Report: Movers to Raleigh are getting bigger homes for a lot less moneyDate Published:
by Jason Parker — June 8, 2021
An analysis from real estate data firm Zillow says that the average long-distance mover, or those movers who leave one metropolitan area for a new one, relocated into Raleigh zip codes where average home values were nearly $70,000 less from the average home price in the zip codes they were departing.
And the houses they purchased in Raleigh were much bigger, by 370 square feet, on average, than the homes they left.
The numbers are based on moving data from North American Van Lines and are being publicized as the Triangle braces for an influx of high-paying tech jobs from companies such as Apple, Google, Fidelity and numerous biotech firms.
“When a significant number of new jobs are added to a region, it naturally attracts new homebuyers,” said Chris Glynn, principal economist at Zillow, in an interview with WRAL TechWire. “What makes the Triangle so desirable is that it offers relatively affordable housing, a strong economy, world-class universities, and a high quality of life.
“We’re seeing evidence of that growth in the housing market,” he added.
Not that Raleigh homes are cheap. In fact, prices are going up. Fast.
Zillow data shows that the typical Raleigh home is now worth $327,048, up 12.3% or $35,700 over last April and 1.5% since March, which is outpacing the national average that Zillow tracks. Nationally, home appreciation is up 11.6% compared to this time last year, said Glynn.
“It is likely that the addition of new jobs will contribute to strong demand for housing overall, although it isn’t possible to isolate the impact on home values,” said Glynn. “We know that the Triangle sits at the intersection of two powerful demand trends in housing: relative affordability and sunshine.”
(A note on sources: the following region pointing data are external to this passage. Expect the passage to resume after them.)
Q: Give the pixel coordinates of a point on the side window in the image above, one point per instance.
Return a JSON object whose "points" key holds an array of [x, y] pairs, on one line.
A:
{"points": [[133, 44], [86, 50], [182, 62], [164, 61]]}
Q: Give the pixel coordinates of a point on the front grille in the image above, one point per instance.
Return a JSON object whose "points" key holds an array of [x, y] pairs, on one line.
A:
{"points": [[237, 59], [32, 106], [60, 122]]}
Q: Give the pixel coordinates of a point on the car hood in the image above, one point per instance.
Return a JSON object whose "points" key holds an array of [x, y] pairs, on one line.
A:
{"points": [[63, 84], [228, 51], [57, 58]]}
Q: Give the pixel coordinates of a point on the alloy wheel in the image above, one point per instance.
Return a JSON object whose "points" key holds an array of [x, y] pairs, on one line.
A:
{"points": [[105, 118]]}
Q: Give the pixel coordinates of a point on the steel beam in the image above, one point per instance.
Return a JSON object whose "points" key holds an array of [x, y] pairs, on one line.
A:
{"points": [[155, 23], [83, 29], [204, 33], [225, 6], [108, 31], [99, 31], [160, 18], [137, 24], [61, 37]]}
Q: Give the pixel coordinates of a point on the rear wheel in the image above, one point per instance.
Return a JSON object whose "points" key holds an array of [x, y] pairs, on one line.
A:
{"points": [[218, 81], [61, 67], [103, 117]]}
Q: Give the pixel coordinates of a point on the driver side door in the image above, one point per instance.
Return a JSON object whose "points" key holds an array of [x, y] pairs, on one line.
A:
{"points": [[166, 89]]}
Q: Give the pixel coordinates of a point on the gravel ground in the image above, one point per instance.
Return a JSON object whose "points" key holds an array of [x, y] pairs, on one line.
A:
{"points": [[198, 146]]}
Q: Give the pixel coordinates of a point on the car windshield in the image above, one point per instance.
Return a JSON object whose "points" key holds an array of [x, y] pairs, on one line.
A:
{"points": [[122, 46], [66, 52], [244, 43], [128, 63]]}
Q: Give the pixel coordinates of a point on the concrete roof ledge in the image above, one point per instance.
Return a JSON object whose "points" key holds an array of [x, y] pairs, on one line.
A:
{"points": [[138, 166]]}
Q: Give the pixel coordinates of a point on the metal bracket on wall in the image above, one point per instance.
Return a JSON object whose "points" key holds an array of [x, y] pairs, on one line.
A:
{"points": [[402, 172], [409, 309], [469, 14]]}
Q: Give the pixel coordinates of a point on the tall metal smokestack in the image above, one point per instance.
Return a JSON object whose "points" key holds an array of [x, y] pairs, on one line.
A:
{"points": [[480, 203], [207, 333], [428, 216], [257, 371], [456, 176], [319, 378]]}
Zillow calls the ongoing confluence of social, demographic, and economic factors that are spurring increasing demand for housing the “Great Reshuffling.” They say now, more than at any other previous time, there are people considering moving away from larger cities where housing costs and prices have been high, in comparison to other markets across the country. Their data analysis showed the five markets with the most outbound movers were Chicago, New York City, Los Angeles, San Diego, and San Francisco.
Meanwhile, people who moved from Raleigh to other metropolitan areas, saw the reverse.
For homes 272 square feet smaller on average, these movers landed in zip codes where average home values are more than $51,000 higher than the neighborhood they departed.
“More affordable, medium-sized metro areas across the Sun Belt saw significantly more people coming than going, especially from more expensive, larger cities farther north and on the coasts,” said Zillow senior economist Jeff Tucker in the report. “The pandemic has catalyzed purchases by millennial first-time buyers, many of whom can now work from anywhere.”
A corresponding Zillow study also found that Charlotte was among the top three regions that saw the highest net inbound moves during the first 11 months of 2020. Many of these out-of-market movers coming from the New York City metropolitan area.
Zillow’s survey data found that 7 in 10 people would be comfortable moving, once vaccine distribution is widespread, and 11% of people said they’d already moved during the pandemic.
“Remote and flexible work arrangements have made places like Raleigh a realistic destination for households looking to spend a little less on housing costs and enjoy year-round outdoor living,” said Glynn.